I have some high-achieving friends who sometimes suffer and feel emotional pain, as we all do. Sometimes they talk to me about it, and a refrain that I hear over and over again is:
“Oh, but I know that it's not so bad. I'm lucky because I have <x privilege> and <y prestigious job>. This is such a first world problem.”
They do this as a pre-emptive defense to comments like the following, which are very common:
"When I was your age I <suffered a worse version of what you are describing>. Kids these days are such crybabies."
"Stop being such a millennial snowflake. Nobody cares about you."
"Think about the people <in a worse situation>. Is this really so bad?"
The Financial Times recently published a slide deck created by 13 first-year Goldman Sachs analysts - kids purportedly at the peak of prestige and potential for future careers in finance. This slide deck describes the worst aspects of life in such a job and position. You can expect to be socially disrespected due to your junior status, repeatedly asked to do work that serves no purpose, and feel compelled to always choose work over family and friends. You also won't have enough time for habits that maintain good physical and mental health, including sleep.
Magnitude of pain aside, nobody would actually argue that this is an emotionally healthy way to live.
Not surprisingly, the comments section looks like this:
Let's put aside the fact that an exhausted and mentally unwired human being is extremely unlikely to produce good work. Even the most cold-hearted misanthrope should be able to understand why this culture is long-run bad for client outcomes and therefore bad for the bottom line, even if they couldn't give a hoot about the kids themselves. I've talked about this in another essay, so I won't dwell on it here.
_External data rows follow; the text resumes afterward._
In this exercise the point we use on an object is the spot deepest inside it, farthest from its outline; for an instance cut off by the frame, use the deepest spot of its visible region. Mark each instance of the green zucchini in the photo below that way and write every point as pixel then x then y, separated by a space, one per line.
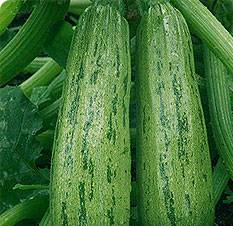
pixel 8 11
pixel 220 180
pixel 173 162
pixel 90 176
pixel 220 107
pixel 35 65
pixel 28 42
Then are these comments just the unfortunate effect of anonymity over the internet? Anonymity and a lack of accountability certainly makes it easy to be unkind. When we can’t see the other side, it's easy to treat them as a tool for bolstering our own status or soothing our own insecurities, instead of treating them as human beings who are asking for empathy.
Then I thought, "no parent would speak to their own children this way". Unfortunately, that's not true. Plenty of parents are incapable of navigating their children's emotions with skill and lovingkindness (mettā), even if they are otherwise strong providers in a material sense and have achieved substantial success in their own careers.
Why do sufferers and listeners alike treat suffering as some sort of zero-sum pie?
From the comments above, you'd think that emotional acknowledgement and empathy was some kind of consumable resource. That by validating one person's feelings, I've somehow drawn down on the pool and taken those resources away from someone more deserving. Obviously, that's not the case.
This may be a misplaced application of triage. In an emergency room, it does make sense to treat the guy with the gunshot wound before you treat the guy with a paper cut. In this case, the doctor's attention is a limited resource, and order matters. We can help both people if we prioritize correctly.
But our conversations with friends about their deepest fears and anxieties do not take place in an emergency room, and we usually don't have to allocate our emotional capacity across the entire world's suffering. I read about wars and abuse, but my understanding of those stories and the people in them is abstract and low-dimensional. Also, I usually can't do anything useful about them.
In contrast, our friends are those who have some degree of shared context to us. Even if we live different lives, have different jobs, or have different values, we must have experienced something together in order to become friends. That shared experience is the rich and useful data on which genuine human connection is built - the kind that soothes the soul and makes somebody feel safe and seen.
The impact of this kind of careful attention should not be underestimated. It is powerful and valuable. The psychotherapy industry should know: people pay hundreds of dollars per hour to their shrinks in search of this kind of attention, and often walk away empty-handed. It is often the most valuable thing we can give to a friend or loved one.
A failure to understand somebody else's suffering, or the intuition that their suffering seems trivial in comparison to someone else's, is not good grounds to conclude that their suffering is illegitimate. It usually just means that you haven't asked the right questions yet, or you don’t have the context to understand them.
And while we have no obligation to understand everybody's suffering (after all, we are limited by our own perspective), the principle of "first, do no harm" seems sensible here. "Sorry, I don't really understand" is a fair response. The temptation to take them down is usually more about our own insecurities, rather than any genuine desire to help another.